I can not be phony. It's not my nature.  If my house is never dirty, my kids will never know what it means to clean it, if I never get angry or have disagreements,  they will never know what it means to handle problems improperly or properly, or how to reconcile. If I hide behind a facade and pretend everything is perfect 100% of the time, I rob them of the opportunity to navigate their way through the ebbs and flows of their imperfect lives.
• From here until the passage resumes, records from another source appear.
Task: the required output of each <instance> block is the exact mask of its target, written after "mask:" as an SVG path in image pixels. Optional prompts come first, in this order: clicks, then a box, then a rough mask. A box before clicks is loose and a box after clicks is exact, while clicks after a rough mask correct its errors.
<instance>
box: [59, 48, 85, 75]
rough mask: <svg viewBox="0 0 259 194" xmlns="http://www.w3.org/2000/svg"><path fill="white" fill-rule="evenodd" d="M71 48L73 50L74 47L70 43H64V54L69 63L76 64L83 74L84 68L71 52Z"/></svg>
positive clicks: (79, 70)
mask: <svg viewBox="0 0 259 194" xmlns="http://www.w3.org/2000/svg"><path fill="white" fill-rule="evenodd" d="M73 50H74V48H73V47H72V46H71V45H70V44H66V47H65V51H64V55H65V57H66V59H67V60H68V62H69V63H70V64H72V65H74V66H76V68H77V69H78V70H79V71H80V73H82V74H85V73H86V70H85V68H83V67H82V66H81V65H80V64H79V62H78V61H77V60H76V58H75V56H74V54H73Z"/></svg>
If I pretend there is no struggle, how will they ever see God at work in my life.  If they don't see me read the Word, or pray or trust and infallible God, what hope will they have, what will they believe in, and what will they hold onto, when they have their own struggles.  There is a passage in the Bible that I keep rolling over in my mind,  the verse where  Jesus says, that in this world we will have trouble but, be of good cheer  I have overcome the world.  But, I am beginning to see He does not want me to despair because He will help me overcome 'the world" as He overcame 'the world'.  I'm okay being the imperfect Mother.

Thursday, May 19, 2011

Just a few things I learned

Over the last past school year, I was faced with a myriad of decisions, problems, highs, lows, and successes.  But, such is life, right?  A few things that I come to know to be true that I can not gloss over that I learned from various sources are:

  • "Friends don't let friends mother alone" MOPS.
  • People who don't know the full story of your life fill in the  blanks (with usually their imagined vision of the truth).  This is so dangerous.
  • It's okay to be who you are and to rest in that freedom.
  • As a stay at home mom, guard your heart, and guard your time.
  • People assume because you stay home, that your schedule is wide open- for them.  Guess what" It's not.
  • Let the answering machine take all your calls during business hours.  Besides the fact that schooling is a huge priority, I never answer the phone during dinner or lunch unless, we are having a party. (Someone might need directions to my house).
  • I will never feel guilty for wanting to see my children's "firsts" in life, and for wanting to teach them to read.  Don't let the decisions others make for their children intimidate you or make you defensive.
  • Nothing gives  greater satisfaction to me  than over hearing my 4 year old explain to my 10 year old how compost is made and what it is used for.  I don't think she learned that playing in a sandbox.
  • It will always serve your soul well to step back and determine what is really life giving for you and cut out all the rest.
  • "The world can't mimic  a mother's love" Radiance Foundation.
  • My mothering will look totally different than yours and that is okay.
  • If a friend, a sister, a brother, a cousin, or any significant person in your life cries out for help, if you are who you say you are, then the answer is Yes, you are your brother's keeper. Shame on me, if I look the other way!
  • Most of the people in life I find myself connected to don't share, my last name,  and aren't on my family tree, don't look like me, eat different foods, and are different nationalities.
  • In the end I have to live with me for the rest of my life, may the decisions I make not make me ashamed, may the company I keep not pull me down, may the joy that I bring, inspire others to grow.
~Big Momma

Monday, May 16, 2011

What can I say?

So it's official, I fell off the Y change wagon.  I haven't been feeling 100 percent so, I haven't been eating tons but, I also haven't really been exercising either.  On top of that, I rearranged my schedule so that I could be at my Y change session but, totally forgot to write it in my calender, ended up going to an appointment that had been rescheduled and ended up my Ychange meeting.  I guess I've missed 2 weeks and now its 4 weeks into the program and I'm no further along than the week that I started.   But I am further along in laundry.  I spent the entire day doing every piece of laundry I could find in the house and  now only have 2 loads to go and I official ran out of detergent.  Heading to Sams to stock up on the goods, and get a behemoth jug of laundry detergent to finish off the job.